Fidelity Investments Notifies 28K Customers of Data Breach

Fidelity Investments Life Insurance Company (FILI) has announced a significant data breach affecting approximately 28,000 customers, following a cyberattack on third-party service provider Infosys McCamish Systems (IMS). The breach, which occurred between October 29 and November 2, 2023, involved unauthorized access to sensitive customer information.

According to SecurityWeek, the breached data included names, dates of birth, Social Security numbers, states of residence, bank account and routing numbers, and credit card numbers. FILI has begun notifying affected individuals and are offering two years of free credit monitoring services in response to the breach.

The incident was first disclosed in a filing with the Maine Attorney General's Office, where Fidelity Investments detailed the scope of the compromised data. The filing also revealed that the breach resulted from a cyberattack on IMS, which also impacted Bank of America, affecting roughly 57,000 customers. The investigation into the breach is ongoing, with Fidelity stating they are "unable to determine with certainty what personal information was accessed."

LockBit, a notorious ransomware gang, claimed responsibility for the attack last year. The gang continues to pose a threat to this day, despite global efforts.
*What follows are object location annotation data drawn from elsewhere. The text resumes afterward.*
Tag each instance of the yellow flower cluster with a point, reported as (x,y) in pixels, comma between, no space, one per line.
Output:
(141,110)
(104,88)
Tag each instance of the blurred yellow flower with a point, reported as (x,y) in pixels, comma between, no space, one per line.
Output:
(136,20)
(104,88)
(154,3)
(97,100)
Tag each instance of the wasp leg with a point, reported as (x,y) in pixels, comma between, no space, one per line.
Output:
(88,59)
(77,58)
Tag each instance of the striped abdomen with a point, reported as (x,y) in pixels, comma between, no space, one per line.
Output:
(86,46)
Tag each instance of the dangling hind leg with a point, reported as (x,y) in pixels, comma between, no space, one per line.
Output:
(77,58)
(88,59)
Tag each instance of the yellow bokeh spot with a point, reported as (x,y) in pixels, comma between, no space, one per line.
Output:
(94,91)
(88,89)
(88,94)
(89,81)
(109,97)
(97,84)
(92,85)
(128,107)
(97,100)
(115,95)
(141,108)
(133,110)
The involvement of LockBit raises serious concerns about the potential for the stolen data to be auctioned off on the dark web, where it would then likely be used for phishing attacks, identity theft, and financial fraud.

The worrying trend of third-party service providers being targeted by cybercriminals exposes the interconnected risks in the financial sector's supply chain, where a breach in one part can have cascading effects on others.

Financial institutions in Europe and community banks such as Flagstar Bank were also targeted by cybercriminals just last year. This latest breach further questions the adequacy of current cybersecurity practices in protecting customer information.